No puedo decir mucho. Solo señalar que esto de amar a los animales y además comérselos, creo que se resuelve mediante una difícil coherencia interna. Seguimos las corrientes sociales, y oponernos a ellas requiere el triple de coherencia. Muchas personas han dejado de comer animales, por estas tomas de conciencia, y eso es ir en contra dirección de corrientes muy principales de nuestra sociedad. Como Tolstoi al que nombra Zalmoxis. No soy para nada ejemplo. Evito simplemente comer paté, huevos de gallinas enjauladas, ni comer crías (no como ternera ni lechones), tampoco cordero. Quiero llegar al menos al nivel de solo comer aves, eso me haría sentir mejor, pero no he logrado hacerlo aunque el dolor existencial, la toma de conciencia esté más o menos ahí igualmente.
Futaki
En cuanto a los animales domésticos, cuyo comportamiento en gran medida difiere de los salvajes, tenemos la ventaja que entre nosotros no se interpone el lenguaje. Es una relación pura, no mediada por esa barrera de incomunicación en que se puede convertir el lenguaje.

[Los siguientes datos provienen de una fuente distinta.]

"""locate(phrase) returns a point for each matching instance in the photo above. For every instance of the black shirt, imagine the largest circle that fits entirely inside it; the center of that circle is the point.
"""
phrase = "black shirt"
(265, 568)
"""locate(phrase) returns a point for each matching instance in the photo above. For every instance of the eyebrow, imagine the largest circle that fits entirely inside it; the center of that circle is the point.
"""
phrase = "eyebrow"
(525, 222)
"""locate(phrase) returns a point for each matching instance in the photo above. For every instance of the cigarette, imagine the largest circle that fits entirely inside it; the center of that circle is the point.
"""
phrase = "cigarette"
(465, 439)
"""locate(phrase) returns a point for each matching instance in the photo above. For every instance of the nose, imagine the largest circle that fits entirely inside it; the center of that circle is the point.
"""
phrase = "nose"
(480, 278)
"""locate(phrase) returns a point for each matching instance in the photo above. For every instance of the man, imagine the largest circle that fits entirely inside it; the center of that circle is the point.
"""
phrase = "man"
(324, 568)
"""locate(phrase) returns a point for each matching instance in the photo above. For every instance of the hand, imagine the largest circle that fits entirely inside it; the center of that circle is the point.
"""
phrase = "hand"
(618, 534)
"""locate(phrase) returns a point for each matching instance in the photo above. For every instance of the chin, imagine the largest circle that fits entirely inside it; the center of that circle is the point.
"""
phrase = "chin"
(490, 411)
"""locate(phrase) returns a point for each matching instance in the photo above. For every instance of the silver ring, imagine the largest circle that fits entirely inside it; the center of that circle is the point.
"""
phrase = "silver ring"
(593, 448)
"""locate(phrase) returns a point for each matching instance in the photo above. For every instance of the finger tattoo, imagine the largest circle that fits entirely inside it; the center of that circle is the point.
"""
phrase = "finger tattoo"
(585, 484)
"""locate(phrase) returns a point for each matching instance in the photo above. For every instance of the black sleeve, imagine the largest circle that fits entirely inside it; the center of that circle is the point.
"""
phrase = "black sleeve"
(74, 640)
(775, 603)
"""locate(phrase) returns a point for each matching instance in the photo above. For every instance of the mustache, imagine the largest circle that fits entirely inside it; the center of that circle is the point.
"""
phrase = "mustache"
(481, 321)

Eso me gustó mucho. Nombrar que el lenguaje pueda interponerse y producir incomprensión me encanta porque no es tan normal verlo así. Mi manera de verlo es que con los niños pequeños y los animales, actualizamos y nos comunicamos (con suerte), mediante el instinto. Creo que la gente piensa que cuando hablamos a los niños pequeños o los animales y cambiamos la voz o hacemos sonidos, lo hacemos de modo tonto. Creo que no, que el instinto sabe muy bien lo que hace en estos casos. Que pone en acción como tú dices nuestro componente no lingüístico, como otro tipo de sabiduría y conexión.